When a dad separates from the mother of his children, his available income increases by 25 percent, the research carried out by Professor Stephen Jenkins, a director of the Institute for Social and Economic Research and chair of the Council of the International Association for Research on Income and Wealth, found.
In stark contrast, women suffer severe financial penalties -- regardless of whether she has children.
The survey, Marital Splits and Income Changes over the Longer Term, which is the first to track the changing wealth levels in Britain associated with a marriage breakdown, revealed that the average woman's income falls by more than a fifth and remains low for many years.
Jenkins's research found that the incomes of "separating husbands" rise "immediately and continuously" in the years following a marital split.
"The differences between the sexes are stark," the Guardian quoted him, as saying.
"But this is not so much a gender thing as a parent thing. The key differences are not between men and women, but between fathers and mothers," he added.
To reach the conclusion, Jenkins combined data from 14 different British Household Panel Surveys over 1991 to 2004 with the findings from five European surveys.
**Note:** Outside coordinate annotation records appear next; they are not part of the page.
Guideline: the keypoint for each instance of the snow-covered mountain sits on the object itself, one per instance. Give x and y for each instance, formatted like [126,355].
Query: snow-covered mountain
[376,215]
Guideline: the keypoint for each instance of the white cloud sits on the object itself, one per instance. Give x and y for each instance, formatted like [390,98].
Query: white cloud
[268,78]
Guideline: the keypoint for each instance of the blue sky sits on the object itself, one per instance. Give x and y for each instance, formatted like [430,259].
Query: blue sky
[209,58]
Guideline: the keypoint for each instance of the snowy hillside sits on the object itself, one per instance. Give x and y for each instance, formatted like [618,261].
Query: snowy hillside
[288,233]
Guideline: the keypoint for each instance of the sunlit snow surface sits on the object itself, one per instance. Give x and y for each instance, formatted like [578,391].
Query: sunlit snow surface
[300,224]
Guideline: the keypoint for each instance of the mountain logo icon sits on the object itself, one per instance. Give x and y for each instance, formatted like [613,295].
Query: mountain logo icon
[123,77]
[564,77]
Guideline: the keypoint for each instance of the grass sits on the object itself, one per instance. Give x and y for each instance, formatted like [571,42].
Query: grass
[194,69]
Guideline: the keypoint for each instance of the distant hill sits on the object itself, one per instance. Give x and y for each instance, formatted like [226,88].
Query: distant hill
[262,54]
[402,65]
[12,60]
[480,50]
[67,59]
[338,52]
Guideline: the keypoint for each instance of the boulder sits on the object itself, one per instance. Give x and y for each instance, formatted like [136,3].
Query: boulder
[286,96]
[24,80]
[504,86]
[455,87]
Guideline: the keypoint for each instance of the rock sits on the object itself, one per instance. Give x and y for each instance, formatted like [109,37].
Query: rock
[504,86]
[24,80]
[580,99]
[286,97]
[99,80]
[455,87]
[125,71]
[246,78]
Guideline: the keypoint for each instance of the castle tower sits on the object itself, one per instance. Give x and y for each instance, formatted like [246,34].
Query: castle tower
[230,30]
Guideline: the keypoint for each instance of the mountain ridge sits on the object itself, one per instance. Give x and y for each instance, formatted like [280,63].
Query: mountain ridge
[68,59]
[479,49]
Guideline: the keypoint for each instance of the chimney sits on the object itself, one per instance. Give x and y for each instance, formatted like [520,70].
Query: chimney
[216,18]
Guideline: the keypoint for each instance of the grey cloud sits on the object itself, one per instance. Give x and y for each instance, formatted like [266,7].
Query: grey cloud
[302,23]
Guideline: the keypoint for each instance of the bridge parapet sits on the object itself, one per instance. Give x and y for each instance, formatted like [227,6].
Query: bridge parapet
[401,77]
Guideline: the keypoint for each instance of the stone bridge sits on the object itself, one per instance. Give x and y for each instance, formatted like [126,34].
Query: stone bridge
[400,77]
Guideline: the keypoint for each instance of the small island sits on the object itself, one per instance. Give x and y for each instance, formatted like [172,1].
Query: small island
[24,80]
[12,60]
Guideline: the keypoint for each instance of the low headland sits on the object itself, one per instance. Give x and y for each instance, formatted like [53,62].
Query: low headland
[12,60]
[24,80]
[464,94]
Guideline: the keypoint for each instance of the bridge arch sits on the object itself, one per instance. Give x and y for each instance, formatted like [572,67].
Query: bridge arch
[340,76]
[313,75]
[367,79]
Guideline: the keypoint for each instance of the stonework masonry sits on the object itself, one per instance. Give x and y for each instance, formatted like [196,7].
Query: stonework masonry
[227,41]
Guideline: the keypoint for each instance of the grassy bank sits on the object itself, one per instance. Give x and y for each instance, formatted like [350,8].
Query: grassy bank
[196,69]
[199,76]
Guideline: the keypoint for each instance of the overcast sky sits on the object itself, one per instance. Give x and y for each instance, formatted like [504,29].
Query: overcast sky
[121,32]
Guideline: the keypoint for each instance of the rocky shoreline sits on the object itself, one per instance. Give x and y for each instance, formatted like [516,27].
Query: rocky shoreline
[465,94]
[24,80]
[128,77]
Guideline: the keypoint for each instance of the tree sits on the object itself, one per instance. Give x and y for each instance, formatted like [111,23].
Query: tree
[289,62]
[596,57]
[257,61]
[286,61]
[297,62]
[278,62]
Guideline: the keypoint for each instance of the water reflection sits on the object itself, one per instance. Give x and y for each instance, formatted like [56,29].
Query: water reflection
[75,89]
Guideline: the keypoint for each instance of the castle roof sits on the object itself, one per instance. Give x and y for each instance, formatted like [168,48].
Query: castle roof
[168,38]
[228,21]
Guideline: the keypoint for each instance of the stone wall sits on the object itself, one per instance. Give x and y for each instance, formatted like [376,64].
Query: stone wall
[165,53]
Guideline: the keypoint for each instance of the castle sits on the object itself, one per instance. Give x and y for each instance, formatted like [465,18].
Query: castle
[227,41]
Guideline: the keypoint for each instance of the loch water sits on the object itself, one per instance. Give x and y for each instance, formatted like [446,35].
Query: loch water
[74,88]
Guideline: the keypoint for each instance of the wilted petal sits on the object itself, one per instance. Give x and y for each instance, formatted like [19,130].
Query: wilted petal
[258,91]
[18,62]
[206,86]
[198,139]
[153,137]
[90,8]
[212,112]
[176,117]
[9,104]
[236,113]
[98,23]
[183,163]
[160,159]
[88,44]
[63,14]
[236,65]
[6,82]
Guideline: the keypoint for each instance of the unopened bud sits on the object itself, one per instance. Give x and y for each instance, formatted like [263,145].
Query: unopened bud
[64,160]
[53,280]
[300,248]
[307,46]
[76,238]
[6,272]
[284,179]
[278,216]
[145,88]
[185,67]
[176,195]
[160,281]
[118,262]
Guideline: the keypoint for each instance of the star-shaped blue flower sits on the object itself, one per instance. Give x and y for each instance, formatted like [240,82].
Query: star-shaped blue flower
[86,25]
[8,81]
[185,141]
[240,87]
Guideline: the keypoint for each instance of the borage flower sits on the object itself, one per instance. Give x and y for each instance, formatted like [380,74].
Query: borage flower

"There are only two factors that have an impact on women's financial position, post relationship breakdown," said Jenkins.
"The percentage change in income is less if they have worked beforehand and continue working afterwards. The impact is also reduced if they start working after the relationship breakdown. There is also a potential positive impact if she remarries," he added, "although the impact is a small one."
The position can be reversed if a separated man has more children with a new partner while paying maintenance to his first family. The only way to level the playing field is to make men and women more alike in terms of roles in the family and in the labour market, the expert said.